2. Augusta (b. Ebersdorf, 9 January 1757 — d. Coburg, 16 November 1831), Princess of Reuss-Ebersdorf (German: Prinzessin Reuß zu Ebersdorf) on 9 April 1806; married on 13 June 1777 to Duke Franz of Saxe-Coburg-Saalfeld. Via this marriage, Heinrich XXIV was the grandfather of King Leopold I of Belgium and the great-grandfather of Queen Victoria.
3. Luise (b. Ebersdorf, 2 June 1759 — d. Lobenstein, 5 December 1840), Princess of Reuss-Ebersdorf (German: Prinzessin Reuß zu Ebersdorf) on 9 April 1806; married on 1 June 1781 to Prince Heinrich XLIII of Reuss-Köstritz.

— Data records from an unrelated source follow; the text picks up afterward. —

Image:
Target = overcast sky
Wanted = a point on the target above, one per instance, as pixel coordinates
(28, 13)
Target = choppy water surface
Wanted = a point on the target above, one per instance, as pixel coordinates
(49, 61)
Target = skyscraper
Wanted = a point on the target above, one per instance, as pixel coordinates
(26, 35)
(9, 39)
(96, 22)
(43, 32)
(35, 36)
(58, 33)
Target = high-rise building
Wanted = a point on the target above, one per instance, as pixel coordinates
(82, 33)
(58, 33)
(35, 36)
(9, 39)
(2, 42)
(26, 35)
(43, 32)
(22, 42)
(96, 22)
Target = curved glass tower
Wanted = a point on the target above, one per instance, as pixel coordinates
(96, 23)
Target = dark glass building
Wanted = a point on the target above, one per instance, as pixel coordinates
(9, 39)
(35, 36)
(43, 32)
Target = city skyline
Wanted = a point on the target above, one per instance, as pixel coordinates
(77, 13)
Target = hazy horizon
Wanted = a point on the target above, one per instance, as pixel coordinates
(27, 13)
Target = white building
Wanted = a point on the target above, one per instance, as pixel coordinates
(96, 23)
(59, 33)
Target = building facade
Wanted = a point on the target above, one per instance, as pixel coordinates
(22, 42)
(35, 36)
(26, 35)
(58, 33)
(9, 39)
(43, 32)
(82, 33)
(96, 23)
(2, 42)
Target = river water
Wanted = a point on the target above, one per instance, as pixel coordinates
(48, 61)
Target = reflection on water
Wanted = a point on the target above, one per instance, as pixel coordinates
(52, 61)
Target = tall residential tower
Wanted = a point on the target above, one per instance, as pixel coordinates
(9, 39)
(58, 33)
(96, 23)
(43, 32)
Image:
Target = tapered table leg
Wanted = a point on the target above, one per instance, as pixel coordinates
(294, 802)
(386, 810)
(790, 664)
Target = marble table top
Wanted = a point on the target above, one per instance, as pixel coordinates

4. Heinrich LI (b. Ebersdorf, 16 May 1761 — d. Ebersdorf, 10 July 1822), became Prince of Reuss-Ebersdorf (German: Fürst Reuß zu Ebersdorf) on 9 April 1806.
5. Ernestine Ferdinande (b. Ebersdorf, 28 April 1762 — d. Ebersdorf, 19 May 1763).
6. Heinrich LIII (b. Ebersdorf, 24 May 1765 — d. Ebersdorf, 28 June 1770).
7. Henriette (b. Ebersdorf, 9 May 1767 — d. Coburg, 3 September 1801), married on 4 July 1787 to Prince Karl of Leiningen-Dagsburg-Hartenburg.